Reading the nvprof, I see the following metrics

flop_count_sp 	Number of single-precision floating-point operations executed by non-predicated threads (add, multiply, and multiply-accumulate). Each multiply-accumulate operation contributes 2 to the count. The count does not include special operations. 	Multi-context

flop_count_sp_fma 	Number of single-precision floating-point multiply-accumulate operations executed by non-predicated threads. Each multiply-accumulate operation contributes 1 to the count. 	Multi-context

flop_count_sp_mul 	Number of single-precision floating-point multiply operations executed by non-predicated threads. 	Multi-context

flop_count_sp_special 	Number of single-precision floating-point special operations executed by non-predicated threads.
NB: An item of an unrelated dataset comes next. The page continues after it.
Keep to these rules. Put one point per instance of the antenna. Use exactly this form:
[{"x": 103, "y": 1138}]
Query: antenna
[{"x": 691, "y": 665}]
For a kernel, I get the following numbers

Floating Point Operations(Single Precision)      1150884804
Floating Point Operations(Single Precision Add)      150665905
Floating Point Operations(Single Precision FMA)      428604161
Floating Point Operation(Single Precision Mul)      143010575
Floating Point Operations(Single Precision Special)      23763835

I don’t understand the first metric, Single Precision. What is that exactly? What is accounted there that is not accounted in the rest?

Any thought?

Conversions integer<->floating point, for example. Also floating point comparisons, possibly.

Based on the description, SP counter doesn’t count specials. According to my calculations:

SP = Add + 2*FMA + Mul

However,

left side = 1150884804
right side = 1150884802

That 2 sounds like an error. Still I don’t understand the purpose of that counter.

How does this minute difference (in the ppb range!) matter? The purpose of this synthetic counter is presumably as a convenience function for people who like to talk about application performance in terms of FLOPS. While I consider this questionable and quite meaningless, I still see papers published using such metrics.